With the new vaults likely being weeks away from launch, it is high time to finalize how fees will be collected in them.
Out of scope
There are currently active discussions underway in the community about many related topics, such as to what extent:
- Rewards should be distributed to YFI stakers [2]
- Strategist creators should be rewarded for their contributions [3]
- Contributors should be allocated a portion of rewards for the purpose of long term incentivization [4]
Those questions are not answered by this proposal, and are not discussed further here. Specifically, anything that concerns what fees are spent on, how different stakeholders are compensated, or how the treasury should be run, is not covered by this proposal and is assumed to be unchanged.
In scope
Instead, the focus here is to determine how fees are collected, and the total amount collected, with the intention to meet the following objectives:
- Keep fees at roughly the same level.

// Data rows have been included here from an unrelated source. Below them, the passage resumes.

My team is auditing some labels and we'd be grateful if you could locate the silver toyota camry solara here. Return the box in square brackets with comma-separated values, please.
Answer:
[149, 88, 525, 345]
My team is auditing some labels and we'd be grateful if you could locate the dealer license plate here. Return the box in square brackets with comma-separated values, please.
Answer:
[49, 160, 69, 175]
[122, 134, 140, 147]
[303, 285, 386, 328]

The proposal should not lead to a significant change in the overall fee levels that are in place today with Vaults v1.
- Ensure fees incentivize the desired behavior among various stakeholders:
- Users should be encouraged to keep funds in a vault if it performs well, and withdraw if the vault under-performs.
- Yearn should be encouraged to design the best possible vaults, by ensuring rewards go up as a vault attracts and retains capital, and go down as capital leaves the vault. Similarly, rewards should increase if the vault performs well, and decrease if it under-performs.
- Third party integrations should be encouraged to integrate Yearn vaults in their own products and services. It should be easy for them to reason about the expected behavior when depositing and withdrawing, and the fees charged by the vault.
Motivation
Previous fee structure, Vaults v1
- 5% performance fee, out of which
- 4.5% went to Treasury
- 0.5% went to the Strategist
- 0 to 0.5% withdrawal fee
- 0% when funds were available in the Vault
- 0.5% when funds had to be withdrawn from the Strategy
Problems with a fee on withdrawals
- Charges Users when they are the least happy with the vault. You are charged a withdrawal fee when you no longer use the vault. If the vault performs, you would leave your funds in it and avoid paying for the service.
- Rewards Yearn when there is capital flight. More money leaving the vault leads to more fees, when it should be the opposite.
- Can be gamed. Astute users and integrations can time it so that they make free withdrawals in the period after the vault has seen deposits, as long as it’s done before those funds have been sent to the Strategy for investing.
- Makes fees unpredictable for integrations. It’s unclear what the fees charged will be prior to the actual withdrawal, making it harder for third party integrations to calculate ROI accurately.
Benefits with a management fee
- Continuous pay based on usage. The vault provides a service that people are paying for, continuously, based on the time their capital is in the vault. There is no incentive to withdraw late or early.
- Encourages optimizing for retention. Yearn earns more fees when users keep funds in the vault, and makes less when they withdraw.
- Benefits composability. Makes it easier to integrate Vaults with other products and services.
Comparing fees with v1
The backtesting data produced in [4] shows how the new fee model is delivering roughly the same amount of total fees, compared to the model used in Vaults v1:
Withdrawal fee | Performance fee | Management fee | Total fees | % | |
---|---|---|---|---|---|
Old | $2,243,078 | $466,822 | N/A | $2,709,900 | 100% |
New | N/A | $1,867,288 | $699,237 | $2,566,525 | 95% |
Comments
- The previous withdrawal fee accounted for a whopping 83% of all fees collected. This is very high for a fee that is unrelated to actual performance of the service.
- In contrast, the management fee in Vaults v2 would only account for 27% of total fees.
- A much larger portion of fees are now made out of the performance fee component, 17% of total fees in the old model, 73% in the new model. This means that incentives are better aligned as Yearn earns most of it fees and Users pay most of their fees only if the Vaults are performing well.
Specification
New fee structure
- 0% withdrawal fee
- 2% annualized management
- Full amount allocated to Treasury
- Accrued per block
- Collected on each harvest)
- 20% performance fee
- 19.5% allocated to Treasury
- 0.5% allocated to the Strategist (unchanged to v1)
Vote
For: Release Vaults v2 with the proposed fee structure.
Against: Release Vaults v2 with some other fee to be defined fee structure.
Poll: Snapshot
Note: 3-days voting poll is binding (live from Nov 7 - Nov 10).